Taxas mais altas, mais anúncios: o streaming lucra ao usar as velhas táticas da TV a cabo

Plataformas de streaming como Amazon Prime, Netflix, Disney+ e outras estão cada vez mais adicionando anúncios, aumentando preços e removendo recursos, o que leva a comparações com os piores aspectos da TV a cabo. Muitos usuários descrevem o cancelamento de assinaturas, a migração para pirataria, mídia física ou soluções auto-hospedadas como Jellyfin e Emby, e expressam frustração com preços opacos, publicidade intrusiva e conteúdo fragmentado preso atrás de vários serviços. Por trás das reclamações há uma crítica mais ampla aos modelos de negócios baseados em assinatura e ao crescimento impulsionado por investidores, que levam empresas a “enshittify” serviços antes atraentes ao longo do tempo.

Mudanças no Prime / Max e o “ad creep”

  • Muitos veem a decisão da Amazon de acrescentar US$3/mês ao Prime Video, que é em grande parte sem anúncios (enquanto o Freevee continua com anúncios), como um ponto de virada; alguns cancelaram o Prime por completo e esperam comprar menos da Amazon no geral.
  • As reclamações incluem: interface cheia de anúncios, programas antes sem anúncios transferidos para o Freevee e conteúdo incluído no Prime e com anúncios misturados no mesmo catálogo.
  • O Max recebeu críticas pela mensagem de que “nada está mudando” enquanto, discretamente, removia 4K, Atmos e reduzia o número de telas, a menos que os usuários paguem mais. Vários comentaristas cancelaram o Max e a Netflix (após as restrições ao compartilhamento de contas).

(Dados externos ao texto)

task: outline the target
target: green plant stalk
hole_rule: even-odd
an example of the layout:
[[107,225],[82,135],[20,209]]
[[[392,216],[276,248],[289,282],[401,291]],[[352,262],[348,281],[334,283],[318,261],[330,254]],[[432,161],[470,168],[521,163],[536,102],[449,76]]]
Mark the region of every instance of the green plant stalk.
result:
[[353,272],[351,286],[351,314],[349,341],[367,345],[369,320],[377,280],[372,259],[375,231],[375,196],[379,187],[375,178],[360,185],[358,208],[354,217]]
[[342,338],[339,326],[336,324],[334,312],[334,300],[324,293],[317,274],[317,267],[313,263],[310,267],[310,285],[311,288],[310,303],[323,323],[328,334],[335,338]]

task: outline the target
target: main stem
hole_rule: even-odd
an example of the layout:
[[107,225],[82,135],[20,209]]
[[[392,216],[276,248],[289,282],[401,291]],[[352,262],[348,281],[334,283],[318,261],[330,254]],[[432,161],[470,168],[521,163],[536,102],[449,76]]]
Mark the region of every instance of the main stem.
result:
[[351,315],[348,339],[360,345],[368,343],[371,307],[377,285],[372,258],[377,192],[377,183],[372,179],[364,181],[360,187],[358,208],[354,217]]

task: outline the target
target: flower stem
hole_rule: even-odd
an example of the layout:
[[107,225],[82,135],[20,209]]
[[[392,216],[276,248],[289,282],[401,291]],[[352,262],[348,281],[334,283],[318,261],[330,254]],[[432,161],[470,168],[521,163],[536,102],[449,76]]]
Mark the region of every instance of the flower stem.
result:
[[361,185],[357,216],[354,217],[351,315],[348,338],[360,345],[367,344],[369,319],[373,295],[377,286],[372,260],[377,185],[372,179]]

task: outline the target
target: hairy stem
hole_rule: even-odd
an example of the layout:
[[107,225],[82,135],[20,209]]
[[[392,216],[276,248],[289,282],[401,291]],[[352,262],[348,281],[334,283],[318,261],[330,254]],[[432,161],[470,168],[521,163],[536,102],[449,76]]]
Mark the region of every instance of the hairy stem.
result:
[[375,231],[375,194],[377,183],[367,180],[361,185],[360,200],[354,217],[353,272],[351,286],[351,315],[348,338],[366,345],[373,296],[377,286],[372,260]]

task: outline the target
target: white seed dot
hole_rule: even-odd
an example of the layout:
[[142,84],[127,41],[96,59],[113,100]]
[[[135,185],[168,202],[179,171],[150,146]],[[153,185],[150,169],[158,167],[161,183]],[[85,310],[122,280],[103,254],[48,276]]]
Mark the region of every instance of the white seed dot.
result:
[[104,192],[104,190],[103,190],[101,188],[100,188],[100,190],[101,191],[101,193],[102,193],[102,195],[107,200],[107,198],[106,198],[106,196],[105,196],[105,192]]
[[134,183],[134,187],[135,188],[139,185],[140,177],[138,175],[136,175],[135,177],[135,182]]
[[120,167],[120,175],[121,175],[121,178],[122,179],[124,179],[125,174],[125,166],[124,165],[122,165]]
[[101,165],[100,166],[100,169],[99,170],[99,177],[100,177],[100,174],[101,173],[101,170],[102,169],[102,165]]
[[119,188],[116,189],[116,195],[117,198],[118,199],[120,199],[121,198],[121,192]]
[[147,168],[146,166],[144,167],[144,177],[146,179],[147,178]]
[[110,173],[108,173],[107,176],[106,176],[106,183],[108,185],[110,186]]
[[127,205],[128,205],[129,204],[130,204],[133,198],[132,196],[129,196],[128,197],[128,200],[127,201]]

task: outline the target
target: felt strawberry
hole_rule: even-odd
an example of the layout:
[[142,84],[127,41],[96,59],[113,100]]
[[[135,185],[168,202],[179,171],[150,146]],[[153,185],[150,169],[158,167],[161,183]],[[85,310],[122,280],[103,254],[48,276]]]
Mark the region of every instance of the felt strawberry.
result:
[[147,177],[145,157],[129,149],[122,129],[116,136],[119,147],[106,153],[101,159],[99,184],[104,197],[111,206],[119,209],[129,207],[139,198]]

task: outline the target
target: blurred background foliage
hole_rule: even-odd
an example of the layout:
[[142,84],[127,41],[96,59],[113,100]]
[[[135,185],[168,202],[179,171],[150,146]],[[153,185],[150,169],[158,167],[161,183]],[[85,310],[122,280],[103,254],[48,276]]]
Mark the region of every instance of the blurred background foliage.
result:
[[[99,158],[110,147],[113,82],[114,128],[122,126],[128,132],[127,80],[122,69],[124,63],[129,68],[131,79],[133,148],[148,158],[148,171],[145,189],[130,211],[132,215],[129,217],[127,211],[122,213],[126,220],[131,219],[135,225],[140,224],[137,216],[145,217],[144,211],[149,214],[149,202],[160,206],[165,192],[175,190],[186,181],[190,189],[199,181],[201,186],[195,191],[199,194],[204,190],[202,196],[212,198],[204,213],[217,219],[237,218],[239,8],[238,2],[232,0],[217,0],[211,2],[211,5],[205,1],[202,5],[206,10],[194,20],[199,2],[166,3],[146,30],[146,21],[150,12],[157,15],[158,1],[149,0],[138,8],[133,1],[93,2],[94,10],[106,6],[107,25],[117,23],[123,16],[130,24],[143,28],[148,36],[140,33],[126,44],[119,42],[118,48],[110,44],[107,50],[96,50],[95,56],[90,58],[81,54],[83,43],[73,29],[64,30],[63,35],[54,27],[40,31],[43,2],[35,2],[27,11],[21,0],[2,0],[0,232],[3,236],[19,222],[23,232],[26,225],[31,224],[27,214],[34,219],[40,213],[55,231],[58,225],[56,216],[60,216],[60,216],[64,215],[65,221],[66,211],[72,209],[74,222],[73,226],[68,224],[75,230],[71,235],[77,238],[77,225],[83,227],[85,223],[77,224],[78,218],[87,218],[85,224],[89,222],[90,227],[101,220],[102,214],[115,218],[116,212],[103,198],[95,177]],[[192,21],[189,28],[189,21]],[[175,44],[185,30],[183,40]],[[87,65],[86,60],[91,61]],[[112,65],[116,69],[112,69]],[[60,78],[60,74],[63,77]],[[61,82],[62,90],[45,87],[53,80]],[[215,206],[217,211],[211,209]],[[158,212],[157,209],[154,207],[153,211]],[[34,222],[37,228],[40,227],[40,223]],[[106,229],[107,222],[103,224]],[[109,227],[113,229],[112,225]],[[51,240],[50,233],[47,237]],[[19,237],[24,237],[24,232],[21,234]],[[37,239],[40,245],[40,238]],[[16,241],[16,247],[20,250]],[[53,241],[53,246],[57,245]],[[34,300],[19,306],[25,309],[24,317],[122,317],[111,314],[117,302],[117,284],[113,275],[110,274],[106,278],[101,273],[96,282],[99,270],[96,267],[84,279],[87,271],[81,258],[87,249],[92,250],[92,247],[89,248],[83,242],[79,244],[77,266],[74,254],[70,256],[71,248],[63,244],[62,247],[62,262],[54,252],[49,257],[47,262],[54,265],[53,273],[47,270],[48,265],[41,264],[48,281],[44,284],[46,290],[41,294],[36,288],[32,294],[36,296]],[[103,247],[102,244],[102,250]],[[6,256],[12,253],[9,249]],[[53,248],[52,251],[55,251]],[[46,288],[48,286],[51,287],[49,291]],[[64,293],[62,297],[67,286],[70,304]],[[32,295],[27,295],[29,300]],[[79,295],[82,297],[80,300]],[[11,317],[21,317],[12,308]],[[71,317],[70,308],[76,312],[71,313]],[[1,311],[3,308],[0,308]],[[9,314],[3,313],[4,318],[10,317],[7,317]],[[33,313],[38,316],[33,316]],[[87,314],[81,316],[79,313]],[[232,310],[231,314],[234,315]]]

Quantidade, qualidade e fragmentação de conteúdo

  • Alguns aceitam taxas mais altas como inevitáveis, dado o enorme gasto com conteúdo e uma “era de ouro” de volume.
  • Outros argumentam que a qualidade caiu, com shows demais derivados ou algorítmicos e derivados de super-heróis, e que eras anteriores (Netflix em DVD, Blockbuster, catálogos clássicos de filmes) ofereciam mais amplitude e permanência.
  • Os usuários não gostam da fragmentação dos estúdios em muitos serviços pequenos, com catálogos estreitos e exclusivos.

Paralelos com a TV a cabo e incentivos de negócio

  • Comentadores observam que o streaming está adotando táticas da TV a cabo: aumento de preços, anúncios em planos pagos e redução de recursos.
  • Diferenças apontadas: cancelamento mais fácil, ausência de hardware físico, visualização sob demanda e, até agora, menor carga de anúncios do que na TV tradicional.
  • Discussão sobre a economia: diz-se que apenas a Netflix é claramente lucrativa; as outras têm prejuízo, o que impulsiona consolidação, planos com anúncios e cortes de custos.
  • As expectativas de crescimento do capital de risco e os altos custos de produção são vistos como impulsionadores estruturais da “enshittification”, e não apenas ganância.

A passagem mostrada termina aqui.